Metadata-Version: 2.1
Name: zipfanalysis
Version: 0.5
Summary: Tools for analysing Zipf's law from text samples
Home-page: https://github.com/chasmani/zipfanalysis
Author: Charlie Pilgrim
Author-email: pilgrimcharlie2@gmail.com
License: UNKNOWN
Description: ============
        zipfanalysis
        ============
        
        Tools in python for analysing Zipf's law from text samples. 
        
        This can be installed as a package from the python3 package library using the terminal command:
        ::
        
        	>>> pip3 install zipfanalysis
        
        -----
        Usage
        -----
        
        The package can be used from within python scripts to estimate Zipf exponents, assuming a simple power law model for 
        word frequencies and ranks. To use the pacakge import it using
        ::
        
        	import zipfanalysis
        
        -------------
        Simple Method
        -------------
        
        The easiest way to carry out an analysis on a book or text file, using different estimators, is:
        ::
        
        	alpha_clauset = zipfanalysis.clauset("path_to_book.txt")
        
        	alpha_pdf = zipfanalysis.ols_pdf("path_to_book.txt", min_frequency=3)
        
        	alpha_cdf = zipfanalysis.ols_cdf("path_to_book.txt", min_frequency=3)
        
        	alpha_abc = zipfanalysis.abc("path_to_book.txt")
        
        ---------------
        In Depth Method
        ---------------
        
        Convert a book or text file to the frequency of words, ranked from highest to lowest: 
        ::
        
        	word_counts = zipfanalysis.preprocessing.preprocessing.get_rank_frequency_from_text("path_to_book.txt")
        	
        
        Carry out different types of analysis to fit a power law to the data:
        ::
        
        	# Clauset et al estimator
        	alpha_clauset = zipfanalysis.estimators.clauset.clauset_estimator(word_counts)
        
        	# Ordinary Least Squares regression on log(rank) ~ log(frequency) 
        	# Optional low frequency cut-off
        	alpha_pdf = zipfanalysis.estimators.ols_regression_pdf.ols_regression_pdf_estimator(word_counts, min_frequency=2)
        
        	# Ordinary least squares regression on the complemantary cumulative distribution function of ranks
        	# OLS on log(P(R>rank)) ~ log(rank) 
        	# Optional low frequency cut-off 
        	alpha_cdf = zipfanalysis.estimators.ols_regression_cdf.ols_regression_cdf_estimator(word_counts)
        
        	# Approximate Bayesian computation (regression method)
        	# Assumes model of p(rank) = C prob_rank^(-alpha)
        	# prob_rank is a word's rank in an underlying probability distribution
        	alpha_abc = zipfanalysis.estimators.approximate_bayesian_computation.abc_estimator(word_counts)
        
        ------------------------
        Development - Next Steps
        ------------------------
        
        1. Speed up abc.
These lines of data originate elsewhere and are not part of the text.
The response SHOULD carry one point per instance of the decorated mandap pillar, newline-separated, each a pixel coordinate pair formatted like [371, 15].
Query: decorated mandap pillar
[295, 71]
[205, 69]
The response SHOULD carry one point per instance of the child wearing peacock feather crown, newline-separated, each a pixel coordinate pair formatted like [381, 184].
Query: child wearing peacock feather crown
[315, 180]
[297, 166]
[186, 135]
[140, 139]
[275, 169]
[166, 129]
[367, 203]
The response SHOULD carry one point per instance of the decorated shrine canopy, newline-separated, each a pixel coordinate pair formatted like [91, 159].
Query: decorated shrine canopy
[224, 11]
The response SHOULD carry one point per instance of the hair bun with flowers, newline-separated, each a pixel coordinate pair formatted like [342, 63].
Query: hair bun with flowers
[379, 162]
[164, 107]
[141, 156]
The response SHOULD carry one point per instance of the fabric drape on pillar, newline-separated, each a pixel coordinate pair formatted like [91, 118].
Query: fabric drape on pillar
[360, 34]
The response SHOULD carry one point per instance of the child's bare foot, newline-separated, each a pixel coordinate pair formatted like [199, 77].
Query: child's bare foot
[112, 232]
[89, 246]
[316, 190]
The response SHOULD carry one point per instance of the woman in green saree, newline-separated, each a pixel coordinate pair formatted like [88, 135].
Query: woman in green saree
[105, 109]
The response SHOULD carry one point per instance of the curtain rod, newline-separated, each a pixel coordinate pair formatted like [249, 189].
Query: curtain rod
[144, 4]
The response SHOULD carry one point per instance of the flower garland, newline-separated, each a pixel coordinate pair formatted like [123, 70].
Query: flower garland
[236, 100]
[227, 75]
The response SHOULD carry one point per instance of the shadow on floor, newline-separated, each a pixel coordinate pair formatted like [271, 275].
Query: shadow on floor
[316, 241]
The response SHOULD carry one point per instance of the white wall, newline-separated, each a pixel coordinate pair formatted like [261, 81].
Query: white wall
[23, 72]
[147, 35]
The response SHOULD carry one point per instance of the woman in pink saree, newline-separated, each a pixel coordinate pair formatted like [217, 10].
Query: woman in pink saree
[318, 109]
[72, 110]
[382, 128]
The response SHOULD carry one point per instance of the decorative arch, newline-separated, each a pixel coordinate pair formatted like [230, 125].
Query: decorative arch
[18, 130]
Current bottleneck is sampling from infinite power law. Could be sped up by considering we only need the frequency vector of ranks, not the whole sample. So for example could sample from unoform distribution then drop values into interger ranked buckets based on inverse CDF.
        
        2. Build in frequency rank analysis. Convert to frequency counts representation, then carry out fit on that. 
        
        3. Add significance testing
        
        4. Add ability to calcaulte x_min and truncated power laws. 
        
        5. Speed up OLS on the cdf
        
        
Platform: UNKNOWN
Classifier: Programming Language :: Python :: 3
Classifier: License :: OSI Approved :: MIT License
Classifier: Operating System :: OS Independent
Classifier: Topic :: Text Processing :: Linguistic
Requires-Python: >=3.6
Description-Content-Type: text/x-rst